NEW YORK (Reuters) - The euro slumped late on Wednesday and safe-haven U.S. government bonds rallied after the European Central Bank abruptly canceled its acceptance of Greek bonds in return for funding, putting more pressure on Greece to reach new reforms.
The move, which means that the Greek central bank will have to provide its banks with tens of billions of euros of additional emergency liquidity in the coming weeks, was a response to what many in Frankfurt saw as the Greek government’s abandoning of its aid-for-reform program.
The action was unexpected and fueled a drop of 1.3 percent in the euro EUR=, while the U.S. dollar index .DXY extended its gains and jumped 0.9 percent, nearly erasing its biggest one-day fall since October 2013 in Tuesday's session.
In an indication of how Greek equities might trade on Thursday morning, the Global X FTSE Greece (GREK.P) exchange-traded fund dropped 10 percent in the last half-hour of the New York trading session.
“I would imagine tomorrow Greek bonds sell off hard, and the Greek stock market gets hit hard, especially the banks,” said Marc Chandler, chief currency strategist at Brown Brothers Harriman in New York.
The news contributed to a decline in U.S. equities toward the end of the trading day, though Wall Street was also affected by losses in energy prices.
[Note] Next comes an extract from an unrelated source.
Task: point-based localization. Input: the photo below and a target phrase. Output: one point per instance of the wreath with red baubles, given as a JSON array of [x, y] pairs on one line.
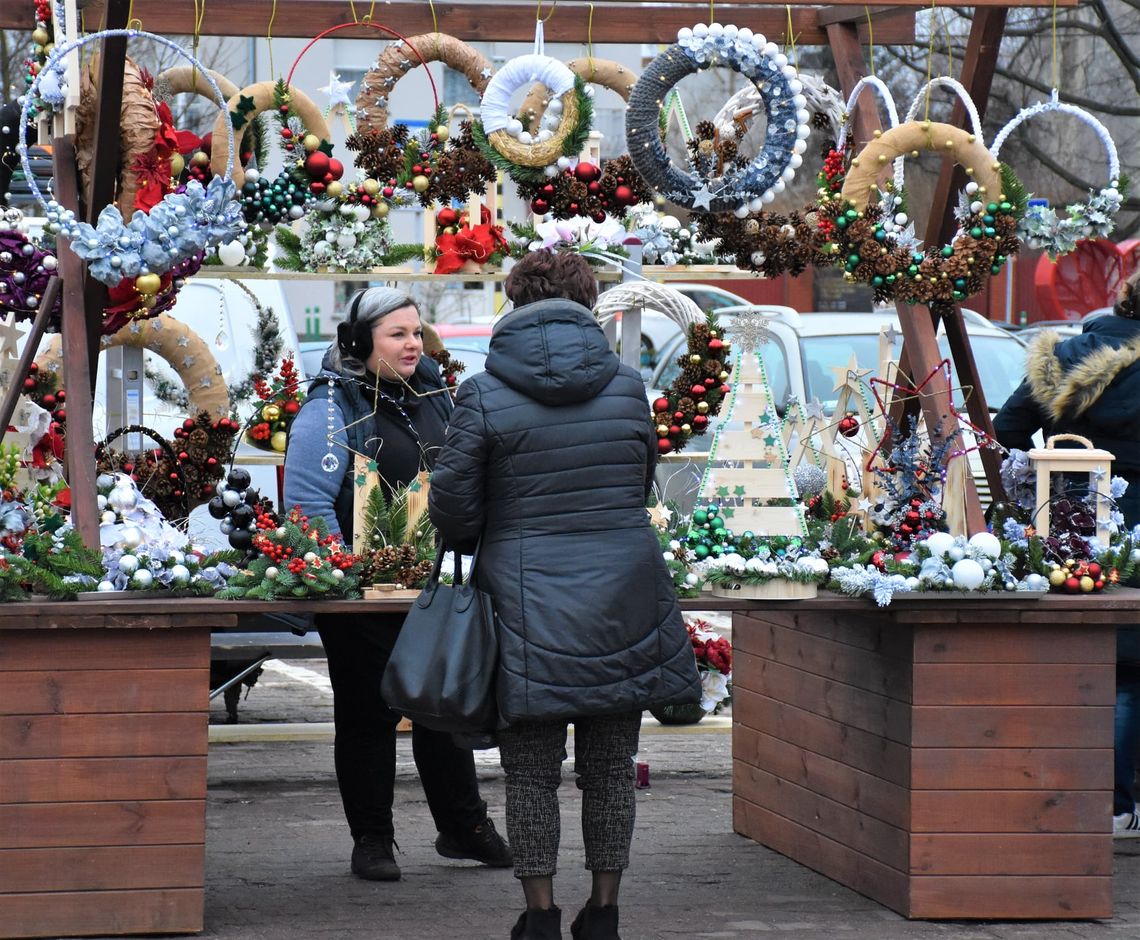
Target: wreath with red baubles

U.S. crude futures CLc1, which had risen almost 20 percent over the previous four sessions, fell 8.4 percent. Brent crude LCOc1 fell 5.9 percent.
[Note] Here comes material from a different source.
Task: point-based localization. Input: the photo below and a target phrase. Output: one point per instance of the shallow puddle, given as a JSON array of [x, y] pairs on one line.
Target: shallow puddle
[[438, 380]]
The benchmark 10-year U.S. Treasury note US10YT=RR rose 3/32 in price, putting the yield at 1.7675 percent, but before the Greece news the yield was at 1.81 percent.
“I think this is a real act of vengeance by the ECB and the EU and I think it’s a shame,” said Mark Grant, managing director at Southwest Securities in Fort Lauderdale, Florida. “You saw the stock market, which had been up over 100 as soon as this hit the wires, drop down to a slight positive; Bonds go from being down a point to up a point.”
“It’s just the reaction of the American markets, and when people begin to think about this tomorrow (in Europe), they’re going to get hit as well.”
The Dow Jones industrial average .DJI rose 6.62 points, or 0.04 percent, to close at 17,673.02, the S&P 500 .SPX lost 8.52 points, or 0.42 percent, to 2,041.51, and the Nasdaq Composite .IXIC dropped 11.04 points, or 0.23 percent, to 4,716.70.
The Dow was supported by Walt Disney Co (DIS.N), which jumped 7.6 percent a day after reporting results, while a decline in biotechnology shares dragged on the Nasdaq, led by Gilead Sciences (GILD.O), which slumped 8.2 percent a day after the drugmaker reported steeper-than-expected discounts on its hepatitis C drugs to health insurers and other group payers.
Shares in Europe .FTEU3, which closed prior to the ECB's announcement, ended up 0.6 percent. A measure of world stock markets .MIWD00000PUS was up 1.3 percent.
The U.S. Labor Department is due to release its jobs report for January on Friday.
In precious metals trading, gold XAU= rose 0.3 percent while silver XAG= was up 0.4 percent. Copper CMCU3 rose 0.3 percent after surging 3.5 percent on Tuesday in the biggest one-day move since May 2013.